NeuralKalman: A Learnable Kalman Filter for Acoustic Echo Cancellation

TL;DR

NeuralKalman combines deep neural networks with a frequency domain Kalman filter to effectively handle nonlinearity and improve acoustic echo cancellation, outperforming existing methods.

Contribution

It introduces a hybrid NeuralKalman approach that integrates DNNs into the FDKF for enhanced adaptive filtering in AEC tasks.

Findings

NeuralKalman significantly improves FDKF performance.

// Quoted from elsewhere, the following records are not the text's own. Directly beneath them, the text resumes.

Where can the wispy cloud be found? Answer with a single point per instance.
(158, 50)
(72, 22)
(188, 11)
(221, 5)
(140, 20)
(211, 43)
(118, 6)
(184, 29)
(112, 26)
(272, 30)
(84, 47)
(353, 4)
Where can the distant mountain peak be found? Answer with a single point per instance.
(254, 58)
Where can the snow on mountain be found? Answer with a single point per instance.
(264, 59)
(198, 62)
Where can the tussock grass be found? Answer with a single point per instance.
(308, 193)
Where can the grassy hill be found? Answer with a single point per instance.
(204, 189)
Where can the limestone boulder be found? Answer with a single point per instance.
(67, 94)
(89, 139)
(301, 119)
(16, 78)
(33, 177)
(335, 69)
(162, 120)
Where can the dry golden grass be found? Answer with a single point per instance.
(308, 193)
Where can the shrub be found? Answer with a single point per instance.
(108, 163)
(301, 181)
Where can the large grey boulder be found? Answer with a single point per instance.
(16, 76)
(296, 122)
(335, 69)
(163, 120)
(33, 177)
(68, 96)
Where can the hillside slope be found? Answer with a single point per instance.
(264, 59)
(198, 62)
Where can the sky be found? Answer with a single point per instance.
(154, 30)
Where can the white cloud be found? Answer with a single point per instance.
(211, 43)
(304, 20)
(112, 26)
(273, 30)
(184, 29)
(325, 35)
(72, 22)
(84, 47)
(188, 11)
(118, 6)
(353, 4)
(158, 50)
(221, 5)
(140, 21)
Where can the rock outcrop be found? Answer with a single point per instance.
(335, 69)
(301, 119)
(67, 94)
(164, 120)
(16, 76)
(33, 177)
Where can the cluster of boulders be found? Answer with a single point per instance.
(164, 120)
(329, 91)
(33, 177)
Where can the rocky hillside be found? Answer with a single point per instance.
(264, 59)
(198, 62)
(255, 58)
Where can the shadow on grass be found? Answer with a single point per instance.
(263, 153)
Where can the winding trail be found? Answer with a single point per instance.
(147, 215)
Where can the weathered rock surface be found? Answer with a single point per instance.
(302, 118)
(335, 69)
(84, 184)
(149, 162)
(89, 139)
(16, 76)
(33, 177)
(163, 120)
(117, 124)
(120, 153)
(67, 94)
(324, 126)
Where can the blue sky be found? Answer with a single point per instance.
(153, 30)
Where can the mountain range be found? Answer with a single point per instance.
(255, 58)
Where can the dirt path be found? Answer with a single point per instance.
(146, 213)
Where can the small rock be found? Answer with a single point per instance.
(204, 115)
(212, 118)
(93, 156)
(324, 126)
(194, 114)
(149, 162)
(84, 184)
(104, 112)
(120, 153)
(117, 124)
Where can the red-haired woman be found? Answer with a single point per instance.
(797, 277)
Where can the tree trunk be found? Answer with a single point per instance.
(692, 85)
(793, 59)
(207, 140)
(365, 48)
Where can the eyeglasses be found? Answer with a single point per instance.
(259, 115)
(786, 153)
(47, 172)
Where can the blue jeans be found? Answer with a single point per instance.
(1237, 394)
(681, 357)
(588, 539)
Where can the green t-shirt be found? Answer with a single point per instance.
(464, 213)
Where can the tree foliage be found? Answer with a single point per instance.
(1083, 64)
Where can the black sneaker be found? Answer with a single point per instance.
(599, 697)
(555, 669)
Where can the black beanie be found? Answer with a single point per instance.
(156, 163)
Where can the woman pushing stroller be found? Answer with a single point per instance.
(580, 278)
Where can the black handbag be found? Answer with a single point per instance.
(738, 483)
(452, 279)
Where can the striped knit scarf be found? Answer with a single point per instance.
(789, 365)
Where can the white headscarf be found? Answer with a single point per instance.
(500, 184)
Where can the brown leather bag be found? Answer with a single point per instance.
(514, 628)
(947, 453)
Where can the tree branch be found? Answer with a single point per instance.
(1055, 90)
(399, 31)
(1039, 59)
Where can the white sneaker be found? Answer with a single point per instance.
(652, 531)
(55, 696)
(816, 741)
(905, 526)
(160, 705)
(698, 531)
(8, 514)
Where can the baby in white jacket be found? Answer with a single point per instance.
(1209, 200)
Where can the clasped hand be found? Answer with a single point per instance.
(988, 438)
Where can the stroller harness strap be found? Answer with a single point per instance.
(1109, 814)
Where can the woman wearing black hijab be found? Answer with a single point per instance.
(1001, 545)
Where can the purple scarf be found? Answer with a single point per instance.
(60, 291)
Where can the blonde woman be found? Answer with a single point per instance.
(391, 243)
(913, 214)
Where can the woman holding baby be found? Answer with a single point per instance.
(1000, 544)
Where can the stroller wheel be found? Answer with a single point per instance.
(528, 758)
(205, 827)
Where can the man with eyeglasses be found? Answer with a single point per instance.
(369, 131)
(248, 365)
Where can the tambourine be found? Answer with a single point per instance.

Outperforms strong baseline methods.

Effectively models nonlinearity in acoustic echo cancellation.

Abstract

The robustness of the Kalman filter to double talk and its rapid convergence make it a popular approach for addressing acoustic echo cancellation (AEC) challenges. However, the inability to model nonlinearity and the need to tune control parameters cast limitations on such adaptive filtering algorithms. In this paper, we integrate the frequency domain Kalman filter (FDKF) and deep neural networks (DNNs) into a hybrid method, called NeuralKalman, to leverage the advantages of deep learning and adaptive filtering algorithms. Specifically, we employ a DNN to estimate nonlinearly distorted far-end signals, a transition factor, and the nonlinear transition function in the state equation of the FDKF algorithm. Experimental results show that the proposed NeuralKalman improves the performance of FDKF significantly and outperforms strong baseline methods.